米保守派SNSParlerがAWSを提訴

また、Parler上のコメントやユーザIDが漏洩


物議を醸している米保守派SNSのParler (パーラー)は、日曜日の夜遅くにホスティング契約を解除されたとして、AWSに対する訴訟を起こしました。

ほとんどモデレートされていない聴衆がしばしばヘイトスピーチを広め、暴力を呼びかけたパーラーは、そのサービスのための新しい家を見つけるのに苦労しているとコメントしています。

AWS、「パーラーをパーリアに」

その訴訟の中で、パーラーは、AWSの決定は「明らかに政治的敵意に基づいている」し、また「明らかに、Twitterに利益をもたらすミニブログサービス市場での競合を減らす動きだ」と主張しています。

Twitterは長い間AWSの利用顧客の一社であり、昨年末、プライマリフィードサービスをAWS基盤に移行すると発表しました。

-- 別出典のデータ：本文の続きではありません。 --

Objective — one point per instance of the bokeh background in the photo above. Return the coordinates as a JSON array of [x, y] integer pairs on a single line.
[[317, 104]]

これは、AWSがTwitterを支援することはシャーマン反トラスト法のセクション1の違反を意味するとパーラーは主張しています。しかし、AWSとTwitter間のコラボレーションの主張を裏付ける証拠は示されていません。

また同社は、Twitter上でも扇情的なコメントがあったにもかかわらず、AWSはTwitterの停止はしていない、と指摘しています。

AWSは、利用停止に関するParlerへの通達の中で、次のように述べていました。「他者に対する暴力を助長または扇動するコンテンツを効果的に特定して削除を行えない顧客にサービスを提供することはできない」

しかし、この通達には、AWSはパーラーのモデレートプロセスとは何かが不明確であり、「パーラーはAWSの利用規約に準拠する効果的なプロセスを持ち合わせていない」とも記載されていました。

パーラーは、30日前に利用停止通知を受ける権利があったが、30時間しか与えられなかったとの主張も行っています。Amazonの標準的な顧客契約では、ほとんどの場合30日前に通知するよう定められていますが、顧客がサービス利用規約(ToS:Terms of Service)の特定の側面に違反したと判断された場合は、「本契約を直ちに終了することもできる」とされています。

Amazonの広報担当者は声明のなかで、「これらの主張には何のメリットもない」と述べています。「パーラーには、他者に対する暴力を助長し、扇動する重大なコンテンツがあり、パーラーはこのコンテンツを迅速に特定して削除することができないか、あるいは望んでいないことは明らかだ」

Amazonは、そのようなコンテンツに関しパーラーと協議を行っていた期間の詳細については明らかにしていません。DCDは先週土曜日に、AWSが昨年11月時点で利用規約違反に気付いていたことを明らかにしました。

1月6日米国議会議事堂での暴動で5人が死亡した事件を受け、GoogleとAppleはParlerアプリをプラットフォームから削除しましたが、AWSは1月10日まで行動に移していませんでした。

今回の停止措置を受け、パーラーは新しいホストを見つけるのに苦労しており、現在はオフライン状態となっています。AWSからの追放はサイトにとっての「死の宣告」であり、「パーラーをパーリア(=社会ののけ者の意)にした」と同社はコメントしています。

しかし、ウェブサイトの記録は残っています。ハッカー集団、そしてインターネットアーカイブを行う「donk_enby」は、削除された投稿や非公開の投稿など、サイトからの大量のデータを取得しました。

動画には「関連するすべてのメタデータ」が含まれており、多くのParlerアカウントは運転免許証により認証されていたことから、誰が殺害の脅迫やテロの呼びかけを投稿したかを簡単に特定できる可能性があります。

しかし、データが改ざんされていないという証拠がないため、法執行機関がデータを使用できない可能性があります。サイトがオフラインになる前に、彼らがサイトのコピーを作成したかどうかは分かっていません。